Revisiting Non-Verbatim Memorization in Large Language Models: The Role of Entity Surface Forms
Pith reviewed 2026-05-09 21:51 UTC · model grok-4.3
The pith
Factual recall in large language models changes when the same entity is referred to by different names or spellings.
A machine-rendered reading of the paper's core claim, the machinery that carries it, and where it could break.
Core claim
The authors introduce RedirectQA, an entity-based QA dataset that associates Wikidata factual triples with categorized surface forms for each entity, including alternative names, abbreviations, spelling variants, and common erroneous forms. Across 13 LLMs, prediction outcomes frequently change when only the entity surface form is altered. This inconsistency is category-dependent, with models more robust to minor orthographic variations than to larger lexical variations such as aliases and abbreviations. Frequency analyses indicate that both entity- and surface-level frequencies are associated with accuracy, and that entity frequency often contributes beyond surface frequency. Overall, the ar
What carries the argument
RedirectQA dataset, which uses Wikipedia redirect categories to pair factual triples with multiple surface forms of each entity and thereby isolate the effect of name variation on recall.
If this is right
- Entity QA evaluations that rely on a single canonical name per entity may give an incomplete picture of factual memorization.

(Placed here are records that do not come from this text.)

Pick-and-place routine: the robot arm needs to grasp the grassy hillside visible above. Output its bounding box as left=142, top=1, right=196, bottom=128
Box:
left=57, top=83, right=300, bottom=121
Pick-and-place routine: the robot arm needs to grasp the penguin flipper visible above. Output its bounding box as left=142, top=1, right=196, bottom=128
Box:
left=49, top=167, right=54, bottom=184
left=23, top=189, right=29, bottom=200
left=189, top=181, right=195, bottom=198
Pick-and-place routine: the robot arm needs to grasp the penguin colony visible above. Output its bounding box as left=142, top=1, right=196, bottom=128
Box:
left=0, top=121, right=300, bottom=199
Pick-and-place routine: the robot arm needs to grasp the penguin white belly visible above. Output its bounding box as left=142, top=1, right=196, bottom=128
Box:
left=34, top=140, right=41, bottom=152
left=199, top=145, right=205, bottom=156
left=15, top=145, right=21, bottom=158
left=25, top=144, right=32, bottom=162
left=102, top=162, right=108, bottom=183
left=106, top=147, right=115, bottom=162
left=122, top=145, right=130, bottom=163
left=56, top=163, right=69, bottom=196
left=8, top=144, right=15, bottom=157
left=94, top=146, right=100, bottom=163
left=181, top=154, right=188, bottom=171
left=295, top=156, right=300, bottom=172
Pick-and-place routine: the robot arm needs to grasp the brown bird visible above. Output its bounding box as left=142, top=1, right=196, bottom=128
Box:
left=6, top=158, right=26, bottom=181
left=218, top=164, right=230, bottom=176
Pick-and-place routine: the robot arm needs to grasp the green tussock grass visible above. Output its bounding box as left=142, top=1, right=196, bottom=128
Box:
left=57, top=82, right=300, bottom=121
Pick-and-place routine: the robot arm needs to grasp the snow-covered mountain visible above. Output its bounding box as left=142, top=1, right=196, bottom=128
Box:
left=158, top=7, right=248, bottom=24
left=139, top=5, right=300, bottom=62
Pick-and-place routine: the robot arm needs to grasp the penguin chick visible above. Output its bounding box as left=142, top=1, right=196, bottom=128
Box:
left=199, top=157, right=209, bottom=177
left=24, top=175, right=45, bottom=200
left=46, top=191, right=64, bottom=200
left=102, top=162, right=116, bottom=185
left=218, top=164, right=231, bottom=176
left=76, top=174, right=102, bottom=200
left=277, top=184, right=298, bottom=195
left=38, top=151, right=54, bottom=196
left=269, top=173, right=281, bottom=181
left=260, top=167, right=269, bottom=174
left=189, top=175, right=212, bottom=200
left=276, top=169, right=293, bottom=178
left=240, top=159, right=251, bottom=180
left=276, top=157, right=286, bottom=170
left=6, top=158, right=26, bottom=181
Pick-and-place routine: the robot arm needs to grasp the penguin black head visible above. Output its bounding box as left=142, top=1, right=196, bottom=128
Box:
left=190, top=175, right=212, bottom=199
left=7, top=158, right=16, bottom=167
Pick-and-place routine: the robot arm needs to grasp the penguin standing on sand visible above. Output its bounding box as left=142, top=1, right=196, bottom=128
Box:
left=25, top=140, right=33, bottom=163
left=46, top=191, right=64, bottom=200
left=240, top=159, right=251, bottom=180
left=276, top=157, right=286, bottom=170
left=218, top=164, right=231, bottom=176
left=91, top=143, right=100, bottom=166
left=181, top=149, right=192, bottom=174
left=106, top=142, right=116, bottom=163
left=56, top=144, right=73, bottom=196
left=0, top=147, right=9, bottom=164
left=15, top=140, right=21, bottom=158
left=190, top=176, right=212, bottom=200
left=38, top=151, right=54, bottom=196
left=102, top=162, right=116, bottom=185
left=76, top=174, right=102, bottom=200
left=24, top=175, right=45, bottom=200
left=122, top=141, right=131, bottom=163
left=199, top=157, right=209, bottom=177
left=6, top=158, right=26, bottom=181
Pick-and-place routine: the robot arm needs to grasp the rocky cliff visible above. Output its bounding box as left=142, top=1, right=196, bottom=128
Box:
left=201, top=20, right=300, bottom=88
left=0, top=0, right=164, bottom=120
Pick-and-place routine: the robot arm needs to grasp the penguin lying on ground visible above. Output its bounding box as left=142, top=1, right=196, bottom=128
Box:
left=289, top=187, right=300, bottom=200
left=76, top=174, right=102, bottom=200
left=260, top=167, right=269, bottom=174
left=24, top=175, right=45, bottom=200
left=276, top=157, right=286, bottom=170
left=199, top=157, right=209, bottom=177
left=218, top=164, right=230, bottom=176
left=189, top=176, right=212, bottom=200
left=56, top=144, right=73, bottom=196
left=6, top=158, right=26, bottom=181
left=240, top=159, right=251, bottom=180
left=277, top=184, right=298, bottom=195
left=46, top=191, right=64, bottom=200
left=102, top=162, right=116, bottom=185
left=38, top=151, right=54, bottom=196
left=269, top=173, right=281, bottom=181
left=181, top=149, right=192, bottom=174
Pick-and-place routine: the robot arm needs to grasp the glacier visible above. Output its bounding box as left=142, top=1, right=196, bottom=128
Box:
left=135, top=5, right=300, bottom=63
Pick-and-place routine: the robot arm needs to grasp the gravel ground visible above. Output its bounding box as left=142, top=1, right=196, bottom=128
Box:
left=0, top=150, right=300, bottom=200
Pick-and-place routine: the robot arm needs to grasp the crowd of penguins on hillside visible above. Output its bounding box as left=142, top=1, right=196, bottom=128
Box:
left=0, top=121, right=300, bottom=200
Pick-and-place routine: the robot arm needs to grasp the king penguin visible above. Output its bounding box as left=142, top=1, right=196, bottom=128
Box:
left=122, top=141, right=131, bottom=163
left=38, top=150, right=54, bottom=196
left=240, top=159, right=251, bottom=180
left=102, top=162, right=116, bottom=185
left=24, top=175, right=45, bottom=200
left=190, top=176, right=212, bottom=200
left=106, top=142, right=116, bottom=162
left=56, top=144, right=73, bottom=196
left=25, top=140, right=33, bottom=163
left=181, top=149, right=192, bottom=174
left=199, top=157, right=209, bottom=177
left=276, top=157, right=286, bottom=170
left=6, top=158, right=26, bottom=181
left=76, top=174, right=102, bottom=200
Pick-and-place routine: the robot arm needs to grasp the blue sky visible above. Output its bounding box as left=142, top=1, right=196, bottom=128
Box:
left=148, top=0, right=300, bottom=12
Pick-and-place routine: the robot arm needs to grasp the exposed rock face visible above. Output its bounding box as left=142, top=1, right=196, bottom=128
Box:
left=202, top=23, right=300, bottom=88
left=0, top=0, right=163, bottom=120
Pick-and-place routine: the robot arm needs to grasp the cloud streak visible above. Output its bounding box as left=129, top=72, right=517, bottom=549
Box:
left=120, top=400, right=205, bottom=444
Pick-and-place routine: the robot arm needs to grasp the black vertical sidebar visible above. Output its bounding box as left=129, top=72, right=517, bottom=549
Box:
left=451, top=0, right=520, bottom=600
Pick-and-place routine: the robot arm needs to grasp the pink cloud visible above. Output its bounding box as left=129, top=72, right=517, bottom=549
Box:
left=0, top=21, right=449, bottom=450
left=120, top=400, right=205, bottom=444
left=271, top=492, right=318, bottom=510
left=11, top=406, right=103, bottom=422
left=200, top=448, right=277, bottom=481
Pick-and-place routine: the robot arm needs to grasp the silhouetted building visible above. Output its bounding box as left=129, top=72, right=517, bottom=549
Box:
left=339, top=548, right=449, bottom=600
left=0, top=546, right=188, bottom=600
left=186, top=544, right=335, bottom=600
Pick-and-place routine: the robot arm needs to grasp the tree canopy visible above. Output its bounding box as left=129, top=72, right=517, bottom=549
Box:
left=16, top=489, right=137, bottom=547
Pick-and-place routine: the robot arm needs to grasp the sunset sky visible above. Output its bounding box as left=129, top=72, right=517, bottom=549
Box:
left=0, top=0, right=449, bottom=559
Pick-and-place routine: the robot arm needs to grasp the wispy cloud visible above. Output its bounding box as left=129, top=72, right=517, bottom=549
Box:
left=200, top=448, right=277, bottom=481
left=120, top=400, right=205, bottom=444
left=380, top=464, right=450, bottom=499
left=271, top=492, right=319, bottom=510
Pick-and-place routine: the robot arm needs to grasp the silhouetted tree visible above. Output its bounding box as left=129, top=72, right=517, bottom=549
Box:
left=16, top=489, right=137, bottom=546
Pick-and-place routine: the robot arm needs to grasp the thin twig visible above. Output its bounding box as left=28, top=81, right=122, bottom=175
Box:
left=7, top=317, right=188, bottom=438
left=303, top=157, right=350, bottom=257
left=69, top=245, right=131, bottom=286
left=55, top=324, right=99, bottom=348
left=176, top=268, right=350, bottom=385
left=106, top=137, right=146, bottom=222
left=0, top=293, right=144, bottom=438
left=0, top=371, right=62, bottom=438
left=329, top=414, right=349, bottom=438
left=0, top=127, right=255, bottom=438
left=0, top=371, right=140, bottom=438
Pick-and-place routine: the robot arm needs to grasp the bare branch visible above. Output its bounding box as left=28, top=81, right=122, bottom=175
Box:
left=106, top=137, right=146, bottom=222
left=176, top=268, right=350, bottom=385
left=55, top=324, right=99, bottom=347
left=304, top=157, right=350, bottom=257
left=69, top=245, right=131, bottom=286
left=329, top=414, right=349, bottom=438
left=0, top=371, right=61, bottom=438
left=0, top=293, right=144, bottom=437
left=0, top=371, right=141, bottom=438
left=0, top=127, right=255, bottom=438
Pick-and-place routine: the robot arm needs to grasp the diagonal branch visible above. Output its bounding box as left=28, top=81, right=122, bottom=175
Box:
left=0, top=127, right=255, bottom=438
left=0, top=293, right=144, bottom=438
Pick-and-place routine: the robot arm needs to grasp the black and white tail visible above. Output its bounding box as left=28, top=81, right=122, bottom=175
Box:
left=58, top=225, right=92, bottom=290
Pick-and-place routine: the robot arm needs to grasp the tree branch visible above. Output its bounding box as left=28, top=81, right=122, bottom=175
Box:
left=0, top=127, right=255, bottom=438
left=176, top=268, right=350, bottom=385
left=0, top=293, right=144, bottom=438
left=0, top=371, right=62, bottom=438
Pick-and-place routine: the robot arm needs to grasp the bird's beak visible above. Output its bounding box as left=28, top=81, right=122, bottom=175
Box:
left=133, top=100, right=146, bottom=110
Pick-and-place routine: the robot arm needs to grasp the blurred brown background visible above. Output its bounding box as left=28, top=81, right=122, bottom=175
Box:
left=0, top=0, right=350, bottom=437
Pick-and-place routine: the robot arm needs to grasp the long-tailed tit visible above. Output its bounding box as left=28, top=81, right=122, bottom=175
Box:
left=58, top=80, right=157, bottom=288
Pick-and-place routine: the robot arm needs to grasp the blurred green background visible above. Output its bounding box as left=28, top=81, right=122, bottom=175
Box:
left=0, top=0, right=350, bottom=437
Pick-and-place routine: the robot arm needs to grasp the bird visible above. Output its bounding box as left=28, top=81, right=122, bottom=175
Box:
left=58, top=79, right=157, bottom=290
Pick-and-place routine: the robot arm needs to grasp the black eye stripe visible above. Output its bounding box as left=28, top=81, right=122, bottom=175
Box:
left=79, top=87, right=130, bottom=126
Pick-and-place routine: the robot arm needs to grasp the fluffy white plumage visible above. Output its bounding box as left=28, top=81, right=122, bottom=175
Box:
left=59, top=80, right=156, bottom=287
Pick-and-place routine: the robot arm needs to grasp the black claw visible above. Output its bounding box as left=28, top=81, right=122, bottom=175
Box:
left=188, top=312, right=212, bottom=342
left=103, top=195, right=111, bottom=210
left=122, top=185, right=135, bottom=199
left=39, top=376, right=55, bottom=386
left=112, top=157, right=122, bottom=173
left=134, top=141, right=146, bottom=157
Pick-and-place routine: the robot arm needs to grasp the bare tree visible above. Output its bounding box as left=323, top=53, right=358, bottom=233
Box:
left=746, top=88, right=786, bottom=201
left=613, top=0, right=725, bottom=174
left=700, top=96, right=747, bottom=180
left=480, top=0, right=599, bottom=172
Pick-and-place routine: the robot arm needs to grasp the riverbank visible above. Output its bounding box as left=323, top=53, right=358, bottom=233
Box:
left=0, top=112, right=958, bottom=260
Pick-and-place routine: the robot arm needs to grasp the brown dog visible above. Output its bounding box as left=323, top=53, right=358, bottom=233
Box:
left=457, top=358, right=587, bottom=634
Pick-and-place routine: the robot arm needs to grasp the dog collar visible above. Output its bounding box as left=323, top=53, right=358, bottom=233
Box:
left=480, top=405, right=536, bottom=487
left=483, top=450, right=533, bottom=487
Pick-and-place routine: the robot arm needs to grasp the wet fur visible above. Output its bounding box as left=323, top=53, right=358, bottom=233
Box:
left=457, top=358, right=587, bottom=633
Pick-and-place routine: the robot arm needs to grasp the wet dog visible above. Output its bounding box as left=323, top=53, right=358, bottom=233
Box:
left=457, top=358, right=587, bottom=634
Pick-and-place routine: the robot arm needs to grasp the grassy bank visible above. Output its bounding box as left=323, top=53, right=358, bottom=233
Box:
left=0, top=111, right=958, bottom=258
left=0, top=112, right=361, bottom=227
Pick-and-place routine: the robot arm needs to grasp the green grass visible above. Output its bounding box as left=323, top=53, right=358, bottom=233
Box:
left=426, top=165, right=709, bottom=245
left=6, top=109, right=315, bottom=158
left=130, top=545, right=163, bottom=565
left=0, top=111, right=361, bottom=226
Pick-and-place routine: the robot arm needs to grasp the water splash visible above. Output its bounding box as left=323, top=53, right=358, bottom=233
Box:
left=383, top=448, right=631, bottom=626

- Models exhibit greater consistency across minor spelling variants than across aliases or abbreviations.
- Both the popularity of an entity and the popularity of its specific surface form influence recall accuracy.
- Entity frequency often accounts for additional variance in accuracy after surface frequency is controlled for.
Where Pith is reading between the lines
- Knowledge benchmarks should routinely include multiple surface forms per entity to measure non-verbatim memorization more reliably.
- Training procedures that expose models to varied names for the same entities may reduce surface-form sensitivity in factual recall.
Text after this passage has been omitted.